Non-coding genetic variants may cause disease by modulating gene expression. However, identifying these expression quantitative trait loci (eQTLs) is complicated by gene-regulation differences across fluid functional cell states within cell types. These states—for example, neurotransmitter-driven programs in astrocytes or perivascular fibroblast differentiation—are obscured in eQTL studies that aggregate cells1,2. Here, we modeled eQTLs at single-cell resolution in one complex cell type: memory T cells. Using >500,000 unstimulated memory T cells from 259 Peruvians, we show that around one-third of 6,511 cis-eQTLs had effects mediated by continuous multimodally defined cell states, such as cytotoxicity and regulatory capacity.
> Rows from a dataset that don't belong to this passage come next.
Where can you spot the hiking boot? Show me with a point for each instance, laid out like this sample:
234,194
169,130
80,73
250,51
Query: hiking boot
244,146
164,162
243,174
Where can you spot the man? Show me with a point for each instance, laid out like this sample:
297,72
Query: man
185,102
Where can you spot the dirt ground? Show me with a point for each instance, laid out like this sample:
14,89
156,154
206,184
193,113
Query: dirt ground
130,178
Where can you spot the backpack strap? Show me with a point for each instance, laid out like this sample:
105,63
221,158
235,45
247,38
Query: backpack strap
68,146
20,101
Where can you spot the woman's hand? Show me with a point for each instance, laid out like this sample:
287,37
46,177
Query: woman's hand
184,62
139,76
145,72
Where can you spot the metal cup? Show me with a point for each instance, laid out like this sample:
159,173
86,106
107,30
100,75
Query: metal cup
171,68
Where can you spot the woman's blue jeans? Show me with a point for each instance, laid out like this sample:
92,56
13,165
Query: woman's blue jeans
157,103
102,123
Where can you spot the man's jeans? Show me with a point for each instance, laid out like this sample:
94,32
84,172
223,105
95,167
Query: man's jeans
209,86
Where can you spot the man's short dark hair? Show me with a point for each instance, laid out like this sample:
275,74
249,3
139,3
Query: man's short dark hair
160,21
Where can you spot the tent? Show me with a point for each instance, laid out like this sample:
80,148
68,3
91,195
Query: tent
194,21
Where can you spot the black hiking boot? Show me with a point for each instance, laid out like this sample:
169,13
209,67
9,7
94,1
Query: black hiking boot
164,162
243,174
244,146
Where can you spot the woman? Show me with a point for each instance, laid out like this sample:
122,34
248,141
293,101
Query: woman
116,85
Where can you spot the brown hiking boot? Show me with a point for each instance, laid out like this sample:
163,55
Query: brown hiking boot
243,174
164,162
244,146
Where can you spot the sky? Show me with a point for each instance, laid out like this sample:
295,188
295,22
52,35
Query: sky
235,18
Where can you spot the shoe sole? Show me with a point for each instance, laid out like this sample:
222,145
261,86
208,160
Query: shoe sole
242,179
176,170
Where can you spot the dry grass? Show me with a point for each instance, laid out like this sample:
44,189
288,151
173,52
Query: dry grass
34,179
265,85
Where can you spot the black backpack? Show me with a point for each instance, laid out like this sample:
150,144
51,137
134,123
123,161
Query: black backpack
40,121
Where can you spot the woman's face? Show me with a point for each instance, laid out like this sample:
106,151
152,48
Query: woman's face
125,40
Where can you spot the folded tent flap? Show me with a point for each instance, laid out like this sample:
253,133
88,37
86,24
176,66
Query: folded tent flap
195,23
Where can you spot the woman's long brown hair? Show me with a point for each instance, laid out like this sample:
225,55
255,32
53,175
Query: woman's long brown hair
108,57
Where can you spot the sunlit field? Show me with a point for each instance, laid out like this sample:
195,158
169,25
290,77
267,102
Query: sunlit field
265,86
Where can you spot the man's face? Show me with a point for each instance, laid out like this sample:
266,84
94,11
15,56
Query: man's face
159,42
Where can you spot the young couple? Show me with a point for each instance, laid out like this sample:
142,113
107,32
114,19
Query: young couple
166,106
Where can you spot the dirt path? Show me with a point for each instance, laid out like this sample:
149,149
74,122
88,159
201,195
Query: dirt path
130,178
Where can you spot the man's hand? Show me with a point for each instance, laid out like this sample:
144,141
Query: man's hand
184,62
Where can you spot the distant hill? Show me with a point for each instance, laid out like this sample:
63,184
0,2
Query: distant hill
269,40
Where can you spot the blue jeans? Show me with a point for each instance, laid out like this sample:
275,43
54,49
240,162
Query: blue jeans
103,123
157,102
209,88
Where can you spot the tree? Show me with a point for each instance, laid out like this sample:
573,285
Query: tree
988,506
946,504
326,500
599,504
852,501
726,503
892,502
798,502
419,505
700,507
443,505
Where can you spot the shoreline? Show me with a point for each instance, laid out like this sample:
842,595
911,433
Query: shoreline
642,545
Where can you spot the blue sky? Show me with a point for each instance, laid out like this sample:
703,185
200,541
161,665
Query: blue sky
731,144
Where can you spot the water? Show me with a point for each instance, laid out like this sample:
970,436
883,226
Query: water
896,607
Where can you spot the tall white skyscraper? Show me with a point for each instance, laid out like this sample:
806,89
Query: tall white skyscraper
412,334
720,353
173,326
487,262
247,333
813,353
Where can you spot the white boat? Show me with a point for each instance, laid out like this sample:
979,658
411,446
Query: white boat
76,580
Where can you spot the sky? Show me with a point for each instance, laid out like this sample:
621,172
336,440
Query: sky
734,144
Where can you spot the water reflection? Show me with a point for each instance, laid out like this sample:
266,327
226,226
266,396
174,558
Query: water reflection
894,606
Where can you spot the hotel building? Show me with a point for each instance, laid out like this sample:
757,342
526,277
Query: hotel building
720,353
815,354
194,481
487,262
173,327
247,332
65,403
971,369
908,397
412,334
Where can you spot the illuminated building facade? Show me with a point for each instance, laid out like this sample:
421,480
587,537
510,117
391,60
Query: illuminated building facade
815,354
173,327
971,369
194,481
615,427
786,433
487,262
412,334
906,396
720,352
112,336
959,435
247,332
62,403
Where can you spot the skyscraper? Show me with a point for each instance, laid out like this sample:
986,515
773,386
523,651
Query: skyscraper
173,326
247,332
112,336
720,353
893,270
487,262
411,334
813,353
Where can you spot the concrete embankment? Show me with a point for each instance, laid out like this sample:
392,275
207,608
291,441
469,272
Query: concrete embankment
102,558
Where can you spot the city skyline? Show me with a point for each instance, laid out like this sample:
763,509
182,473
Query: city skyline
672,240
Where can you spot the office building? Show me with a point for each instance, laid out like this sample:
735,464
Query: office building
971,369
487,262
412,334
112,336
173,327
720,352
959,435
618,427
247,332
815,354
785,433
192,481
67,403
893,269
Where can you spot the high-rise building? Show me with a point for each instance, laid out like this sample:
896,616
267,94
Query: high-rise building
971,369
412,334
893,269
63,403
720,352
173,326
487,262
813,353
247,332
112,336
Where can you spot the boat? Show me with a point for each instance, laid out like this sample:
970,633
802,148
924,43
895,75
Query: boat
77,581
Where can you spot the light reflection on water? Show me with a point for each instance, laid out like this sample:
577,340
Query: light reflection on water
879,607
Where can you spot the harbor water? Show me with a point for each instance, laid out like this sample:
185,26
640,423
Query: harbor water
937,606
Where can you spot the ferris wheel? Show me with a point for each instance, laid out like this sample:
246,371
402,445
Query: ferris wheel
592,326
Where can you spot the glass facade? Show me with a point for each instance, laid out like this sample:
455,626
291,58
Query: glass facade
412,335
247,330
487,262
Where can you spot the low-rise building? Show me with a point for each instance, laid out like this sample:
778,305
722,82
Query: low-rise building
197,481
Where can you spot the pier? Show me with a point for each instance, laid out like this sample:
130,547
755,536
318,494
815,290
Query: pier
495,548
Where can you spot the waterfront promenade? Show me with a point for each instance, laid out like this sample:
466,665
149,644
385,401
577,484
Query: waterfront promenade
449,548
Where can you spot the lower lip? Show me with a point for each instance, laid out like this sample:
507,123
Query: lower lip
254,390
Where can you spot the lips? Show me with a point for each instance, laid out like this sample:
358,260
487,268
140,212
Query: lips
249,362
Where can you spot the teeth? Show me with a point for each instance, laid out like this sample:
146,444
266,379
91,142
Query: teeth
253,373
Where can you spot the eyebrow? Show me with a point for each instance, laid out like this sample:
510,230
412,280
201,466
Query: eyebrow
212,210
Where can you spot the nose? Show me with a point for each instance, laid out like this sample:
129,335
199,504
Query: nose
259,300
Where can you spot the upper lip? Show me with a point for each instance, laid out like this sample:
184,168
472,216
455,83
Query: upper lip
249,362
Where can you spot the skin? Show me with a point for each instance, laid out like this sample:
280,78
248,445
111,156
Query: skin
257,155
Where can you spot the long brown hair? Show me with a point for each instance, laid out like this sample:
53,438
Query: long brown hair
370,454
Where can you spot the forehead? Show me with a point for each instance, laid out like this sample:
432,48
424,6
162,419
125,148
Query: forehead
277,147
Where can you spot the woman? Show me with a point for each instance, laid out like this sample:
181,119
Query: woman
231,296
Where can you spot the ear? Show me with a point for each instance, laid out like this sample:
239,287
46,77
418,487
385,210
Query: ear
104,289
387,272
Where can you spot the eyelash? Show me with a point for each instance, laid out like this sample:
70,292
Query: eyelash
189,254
In some loci, independent eQTL variants had opposing cell-state relationships. Autoimmune variants were enriched in cell-state-dependent eQTLs, including rheumatoid-arthritis risk variants near ORMDL3 and CTLA4, arguing that cell-state context is crucial to understanding potential eQTL pathogenicity. Moreover, continuous cell states explained more eQTL variation than conventional discrete categories, such as CD4+/CD8+, suggesting that modeling eQTLs and cell states at single-cell resolution can expand insight into gene regulation in functionally heterogeneous cell types.